Oyó a Rochelle murmurar algo así como, Hora de que saques la gomita de la cartera, Bob, o a lo mejor dijo Rob, pero en lugar de una funda pálida y flexible el muchacho extrajo su miembro vivo, erecto, pulsante y ultravioleta que, de repente, ahí estaba, desabrochado y en medio del mundo, de configuración bastante similar a la que había imaginado Klara, pero tan cálido y real, tan independientemente vivo, tan liberado del yugo de su dueño, su portador, su amo, que Rochelle pareció nerviosa porque el joven no llevara un preservativo y Klara siguió preocupándose por si los japoneses invadían China.

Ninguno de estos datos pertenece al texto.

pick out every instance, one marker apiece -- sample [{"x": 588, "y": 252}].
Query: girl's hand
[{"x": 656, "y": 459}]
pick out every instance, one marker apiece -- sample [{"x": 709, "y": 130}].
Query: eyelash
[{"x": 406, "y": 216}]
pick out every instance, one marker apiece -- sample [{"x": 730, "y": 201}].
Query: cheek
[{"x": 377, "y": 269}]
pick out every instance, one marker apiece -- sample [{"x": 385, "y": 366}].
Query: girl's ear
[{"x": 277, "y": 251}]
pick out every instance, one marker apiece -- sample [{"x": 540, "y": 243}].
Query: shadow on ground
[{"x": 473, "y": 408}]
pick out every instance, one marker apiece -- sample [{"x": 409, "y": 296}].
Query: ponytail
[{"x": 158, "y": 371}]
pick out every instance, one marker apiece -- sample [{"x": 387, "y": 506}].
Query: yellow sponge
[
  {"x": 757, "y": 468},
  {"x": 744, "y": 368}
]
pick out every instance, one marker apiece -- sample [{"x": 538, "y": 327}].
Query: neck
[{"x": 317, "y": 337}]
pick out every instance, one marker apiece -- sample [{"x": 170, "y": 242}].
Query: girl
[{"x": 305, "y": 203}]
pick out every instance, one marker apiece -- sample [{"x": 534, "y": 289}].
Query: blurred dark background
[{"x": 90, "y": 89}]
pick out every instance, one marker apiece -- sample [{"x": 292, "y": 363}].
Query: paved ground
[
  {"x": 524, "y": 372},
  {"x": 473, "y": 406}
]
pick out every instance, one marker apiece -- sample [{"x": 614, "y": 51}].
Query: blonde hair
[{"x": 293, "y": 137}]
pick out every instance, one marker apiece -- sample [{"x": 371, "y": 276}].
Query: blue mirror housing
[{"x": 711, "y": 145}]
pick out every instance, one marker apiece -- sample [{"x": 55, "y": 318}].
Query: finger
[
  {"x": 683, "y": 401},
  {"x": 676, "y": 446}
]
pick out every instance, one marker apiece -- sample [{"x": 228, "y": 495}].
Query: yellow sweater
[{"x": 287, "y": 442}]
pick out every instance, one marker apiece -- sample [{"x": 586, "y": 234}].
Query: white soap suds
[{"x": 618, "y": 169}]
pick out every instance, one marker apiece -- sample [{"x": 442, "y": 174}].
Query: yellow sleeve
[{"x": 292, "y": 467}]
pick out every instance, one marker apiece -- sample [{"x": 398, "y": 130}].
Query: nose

Miles cortó el mazo de naipes mientras escuchaba.
Y en el momento crucial Rochelle Abramowicz miró por encima de los hombros del muchacho a los ojos de Klara Sachs y le dijo con acento pensativo, ¿A qué crees que corresponde la F?
Y Klara dijo, ¿Qué F?
—Rochelle dijo, La F. de Fred F. French.
Era un buen comentario, acaso el mejor que nadie había realizado nunca, entonces o ahora, bajo tales circunstancias, y consiguió devolverles la amistad. Se deshicieron, como suele decirse, en carcajadas, desaparecieron prácticamente en sus elementos constituyentes, en átomos y moléculas, un par de chicas en el Packard de algún gángster, impulsadas hacia el futuro en el tiempo, y Klara se encaramó al tejado y se puso a beber vino tibio mientras oía a la gente decir, Necesitamos teatro, y supo que le contaría aquella historia a Miles y supo también que nunca tendría otra amiga como Rochelle ni una madre como su madre si a eso vamos, y contempló, por encima de pretiles y de barandillas, el viejo rascacielos de centro abultado y vidrieras relucientes de sol que había diez manzanas al Norte y pensó lo maravilloso que era aquello, el prodigio accidental que suponía evocar un recuerdo que flota a la altura de un mosaico tornasolado en la punta de una torre urbana: el viejo sol punzante que nos trae suerte.